Vertice con Salvini, Draghi spiazzato dall’accelerazione su Belloni e dall’apertura di Letta
A Palazzo Chigi è una serata nera. Si respira sbigottimento ovunque. C’è chi ricorda quante altre volte Belloni era stata nel carnet delle grandi nomine. Solo negli ultimi giorni è stata in corsa come capo dello Stato, come presidente del Consiglio, in caso al Colle andasse Draghi, e come segretario generale della presidenza della Repubblica al seguito dell’ex banchiere. Meno di una settimana fa lei ha pure cercato di mettersi al riparo da tutta questa attenzione e a Draghi avrebbe detto: «Spero mi lascino in pace».
Proprio sulla nomina di Belloni ci fu una delle maggiori frizioni con Giuseppe Conte, quando il premier la mise a capo del Dis al posto di Gennaro Vecchione, fedelissimo del suo predecessore. Anche per questo, non è difficile immaginare l’umore del premier davanti a una candidatura che lo mette così in difficoltà. Sono ore per Draghi decisive. L’irrigidimento di Silvio Berlusconi sulla sua candidatura al Quirinale potrebbe essergli fatale.
La telefonata con cui l’ex presidente della Banca centrale europea ha corteggiato il leader di Forza Italia ancora ricoverato all’ospedale San Raffaele di Milano non è bastata. Dentro il partito la considerano tardiva e insufficiente. Forza Italia non si smuove dalla convinzione che debba restare a Palazzo Chigi. A Draghi lo ha ribadito anche il coordinatore Antonio Tajani, durante la visita serale dell’altro ieri. Il premier ha risposto che si atterà «alla decisione che prenderà il Parlamento», «salvo che qualcuno non faccia una mossa significativa che cambia lo scenario». Non potrebbe che essere così. Solo se i partiti si accordassero tra di loro, Draghi potrebbe traslocare al Quirinale.

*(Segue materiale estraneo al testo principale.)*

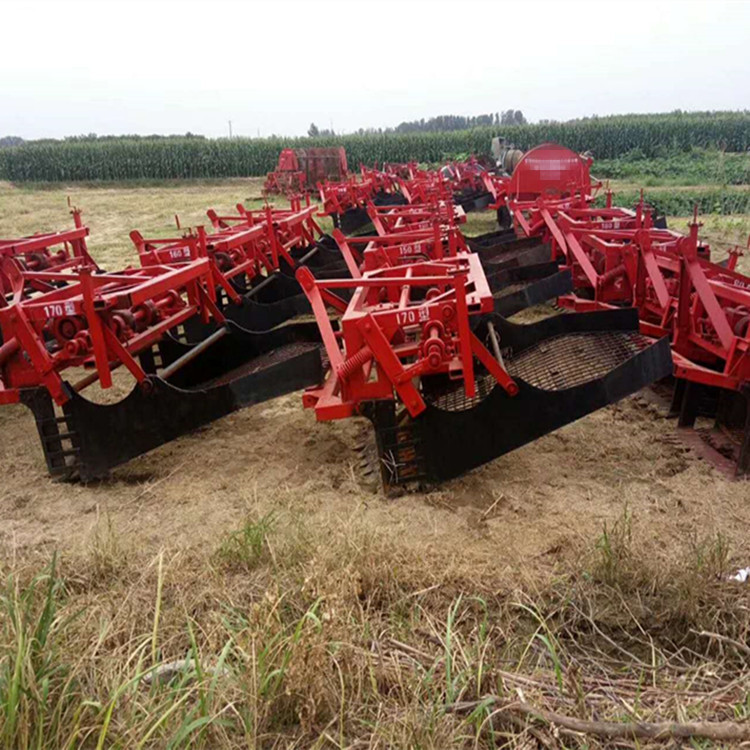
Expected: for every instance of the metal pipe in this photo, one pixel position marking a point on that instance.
(193, 353)
(494, 340)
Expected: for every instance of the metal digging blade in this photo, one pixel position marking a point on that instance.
(515, 289)
(566, 367)
(238, 369)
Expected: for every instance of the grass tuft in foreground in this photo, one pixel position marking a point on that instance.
(290, 636)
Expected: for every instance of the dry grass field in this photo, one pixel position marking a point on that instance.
(585, 574)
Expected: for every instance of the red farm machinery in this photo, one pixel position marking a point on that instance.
(301, 169)
(411, 318)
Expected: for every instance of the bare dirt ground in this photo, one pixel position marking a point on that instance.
(545, 498)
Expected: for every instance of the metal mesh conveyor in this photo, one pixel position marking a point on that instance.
(573, 359)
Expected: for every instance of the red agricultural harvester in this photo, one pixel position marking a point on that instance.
(300, 170)
(410, 328)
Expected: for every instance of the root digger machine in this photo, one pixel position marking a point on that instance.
(395, 316)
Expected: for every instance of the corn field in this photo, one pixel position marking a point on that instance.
(186, 157)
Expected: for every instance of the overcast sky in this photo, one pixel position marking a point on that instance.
(169, 66)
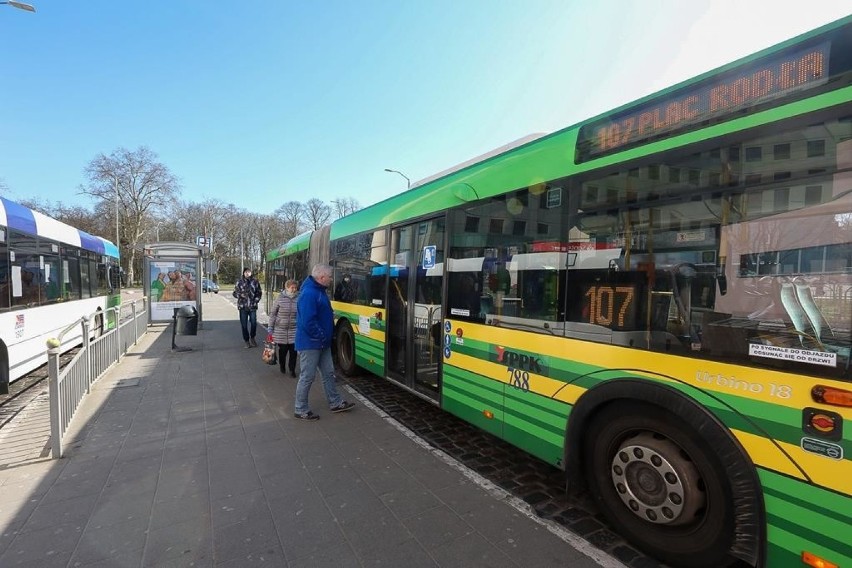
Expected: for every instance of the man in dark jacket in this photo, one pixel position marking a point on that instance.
(314, 331)
(247, 292)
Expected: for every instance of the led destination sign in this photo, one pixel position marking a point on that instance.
(757, 83)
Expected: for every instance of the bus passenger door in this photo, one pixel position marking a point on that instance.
(414, 306)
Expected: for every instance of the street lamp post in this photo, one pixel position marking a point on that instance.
(115, 185)
(19, 5)
(407, 181)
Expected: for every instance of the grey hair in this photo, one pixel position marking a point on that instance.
(321, 270)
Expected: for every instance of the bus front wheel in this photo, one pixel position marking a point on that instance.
(345, 347)
(660, 484)
(98, 328)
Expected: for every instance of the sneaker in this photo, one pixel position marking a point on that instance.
(343, 407)
(306, 416)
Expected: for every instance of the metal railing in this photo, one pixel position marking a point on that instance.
(98, 353)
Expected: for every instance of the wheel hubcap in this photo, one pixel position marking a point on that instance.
(655, 481)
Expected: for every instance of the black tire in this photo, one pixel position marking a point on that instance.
(345, 349)
(660, 484)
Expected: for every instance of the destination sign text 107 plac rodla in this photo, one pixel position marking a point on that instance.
(757, 83)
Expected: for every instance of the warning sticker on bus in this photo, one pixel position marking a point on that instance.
(790, 354)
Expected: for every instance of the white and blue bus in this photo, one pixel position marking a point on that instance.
(51, 275)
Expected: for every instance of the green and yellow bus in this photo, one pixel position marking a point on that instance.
(657, 300)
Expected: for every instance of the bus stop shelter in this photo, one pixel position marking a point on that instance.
(172, 276)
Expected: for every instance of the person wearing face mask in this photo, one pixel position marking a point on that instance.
(247, 292)
(282, 326)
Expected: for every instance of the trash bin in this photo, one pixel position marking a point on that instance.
(186, 322)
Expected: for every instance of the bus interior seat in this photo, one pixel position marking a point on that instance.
(818, 322)
(797, 315)
(719, 337)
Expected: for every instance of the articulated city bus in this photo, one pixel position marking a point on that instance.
(657, 300)
(51, 275)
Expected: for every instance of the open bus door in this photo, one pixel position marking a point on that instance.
(413, 349)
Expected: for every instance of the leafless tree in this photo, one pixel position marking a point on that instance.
(289, 217)
(317, 213)
(343, 206)
(140, 184)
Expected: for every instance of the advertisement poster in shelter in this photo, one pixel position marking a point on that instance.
(173, 284)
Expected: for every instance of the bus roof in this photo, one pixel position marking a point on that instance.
(294, 245)
(556, 155)
(16, 216)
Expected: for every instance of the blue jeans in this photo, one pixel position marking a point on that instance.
(246, 317)
(309, 360)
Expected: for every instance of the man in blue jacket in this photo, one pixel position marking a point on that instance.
(314, 331)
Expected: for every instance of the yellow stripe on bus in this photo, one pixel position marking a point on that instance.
(544, 386)
(765, 385)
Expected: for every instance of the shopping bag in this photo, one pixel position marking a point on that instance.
(270, 353)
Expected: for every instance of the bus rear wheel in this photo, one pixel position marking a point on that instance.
(345, 347)
(660, 485)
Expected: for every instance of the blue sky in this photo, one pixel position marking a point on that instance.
(259, 103)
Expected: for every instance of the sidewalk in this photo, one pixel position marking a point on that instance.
(194, 459)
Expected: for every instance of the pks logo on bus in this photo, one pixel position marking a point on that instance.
(522, 361)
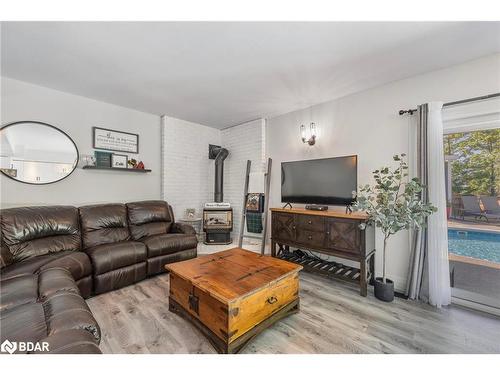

I margini per farcela ci sono ancora. Silvio Berlusconi non ha gradito lo strappo di Salvini e Conte su Belloni, e se il fondatore di Fi dovesse convergere su Draghi allora i giochi si riaprirebbero. Non è per nulla semplice, anche perché mai come ieri in Transatlantico, tra i parlamentari che materialmente votano, c’era un’aria così decisa sul bis di Sergio Mattarella. Lo testimonia lo stupore del presidente della Toscana Eugenio Giani raccolto tra le chiacchierate dei grandi elettori: «Sono sceso a Roma pensando che in due giorni avremmo votato Draghi e sarei tornato a casa – ragiona Giani – . E invece mi sembra che qui siano disposti a votare chiunque tranne Draghi.